Antes de la pausa de agosto, el Senado de EE. UU. no someterá a votación la «Ley de CLARITY»; en esencia, es un doble bloqueo de «procedimiento + consenso». Por un lado, para avanzar el proyecto se necesitan 60 votos y el umbral de cooperación por parte de los demócratas es alto, mientras que la agenda del Senado queda desplazada por prioridades como nominaciones judiciales, proyectos de asignaciones y sanciones a Rusia; incluso después de tratar estos asuntos esta semana, resulta difícil. Por otro lado, el desacuerdo central sigue sin resolverse: las disposiciones éticas para prohibir que altos funcionarios emitan activos digitales, cuya autoridad de aplicación corresponde al Departamento de Justicia o a los fiscales generales estatales. Los demócratas y los republicanos continúan en punto muerto, y ni siquiera dentro del propio Partido Republicano hay una línea completamente unificada. Los mercados de predicción muestran que la probabilidad de que este proyecto se convierta en ley antes de 2026 ha caído hasta el 16%.

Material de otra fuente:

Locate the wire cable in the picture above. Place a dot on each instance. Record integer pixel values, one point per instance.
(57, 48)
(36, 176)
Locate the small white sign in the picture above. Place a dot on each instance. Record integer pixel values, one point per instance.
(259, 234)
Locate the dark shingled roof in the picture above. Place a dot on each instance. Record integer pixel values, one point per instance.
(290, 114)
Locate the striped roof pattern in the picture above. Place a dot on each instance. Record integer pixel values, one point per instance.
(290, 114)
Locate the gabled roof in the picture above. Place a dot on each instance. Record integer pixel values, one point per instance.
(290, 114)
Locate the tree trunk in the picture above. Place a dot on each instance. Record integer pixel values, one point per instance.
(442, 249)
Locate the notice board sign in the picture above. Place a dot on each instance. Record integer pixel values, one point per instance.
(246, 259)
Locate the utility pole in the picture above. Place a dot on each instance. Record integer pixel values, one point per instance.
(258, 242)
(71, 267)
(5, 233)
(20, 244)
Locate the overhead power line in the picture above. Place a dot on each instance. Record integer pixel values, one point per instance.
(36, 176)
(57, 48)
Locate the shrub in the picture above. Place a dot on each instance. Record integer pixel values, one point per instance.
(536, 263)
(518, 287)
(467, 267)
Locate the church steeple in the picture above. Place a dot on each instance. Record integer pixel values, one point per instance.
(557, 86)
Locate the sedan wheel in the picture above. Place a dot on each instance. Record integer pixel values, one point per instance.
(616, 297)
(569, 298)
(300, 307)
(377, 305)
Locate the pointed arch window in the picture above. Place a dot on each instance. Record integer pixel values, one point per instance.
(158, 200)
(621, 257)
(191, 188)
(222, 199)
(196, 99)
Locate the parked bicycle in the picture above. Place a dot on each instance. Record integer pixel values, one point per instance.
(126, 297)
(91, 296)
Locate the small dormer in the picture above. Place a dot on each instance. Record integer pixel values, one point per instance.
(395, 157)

Corto plazo 📉: BTC, ETH y los activos cripto relacionados enfrentan una presión por corrección de expectativas; el diferencial de prima por beneficios de cumplimiento se evapora y la intención de entrada de capital institucional se desploma.

Largo plazo 📈: Si en septiembre hay una breve sesión o en 2027 se reanuda la votación, y con el proyecto de estructura del mercado que delimita las responsabilidades de la SEC/CFTC, esto brindará un beneficio regulatorio de largo plazo para las stablecoins como USDT y para toda la industria; entonces la base de cumplimiento para una entrada masiva de capital institucional quedará realmente consolidada.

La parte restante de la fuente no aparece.